Working in the JAXA JPM (JEM Pressurized Module) on the FPEF (Fluid Physics Experiment Facility), FE-6 Pettit removed the experiment cover body and IR (Infrared) Imager, then performed a careful inspection of the state of the two mirrors (front & downward) in the FPEF which André had found to be dirty on 3/15. Don then re-installed the IR Imager and cover. [In order to clean up the mirrors appropriately, JAXA needs more detailed information and Don’s advice because the state of mirror was worse than ground specialists expected.]

Also in the Kibo lab, André Kuipers used BZK wipes to clean out the insides of the Micro-G & 1G IUs (Incubator Units) of the CBEF (Cell Biology Experiment Facility.
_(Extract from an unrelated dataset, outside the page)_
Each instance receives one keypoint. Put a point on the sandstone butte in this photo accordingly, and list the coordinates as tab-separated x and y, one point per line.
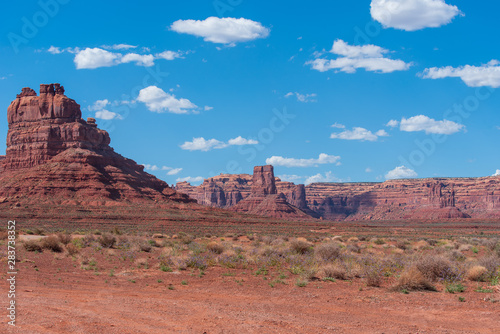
55	157
431	199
Afterwards, FE-5 prepared the CDL HLTA BP (Cardiolab Holter Arterial Blood Pressure) kit for tomorrow’s scheduled CARD (Long Term Microgravity: Model for Investigating Mechanisms of Heart Disease) experiment by inserting fresh AA batteries (minimum of 16 hrs before session start).

In preparation for today’s ground-controlled SSRMS (Space Station Remote Manipulator System) operations, André later connected the RWS DCP (Robotic Workstation Display & Control Panel) bypass cable in the Node-3/Cupola and then performed the regular pre-flight checkout on the RWS. [SSRMS will be taken through offset grapple sessions on 4/18 ( tomorrow), 4/20 & 4/24 in preparation for SpaceX Dragon arrival.]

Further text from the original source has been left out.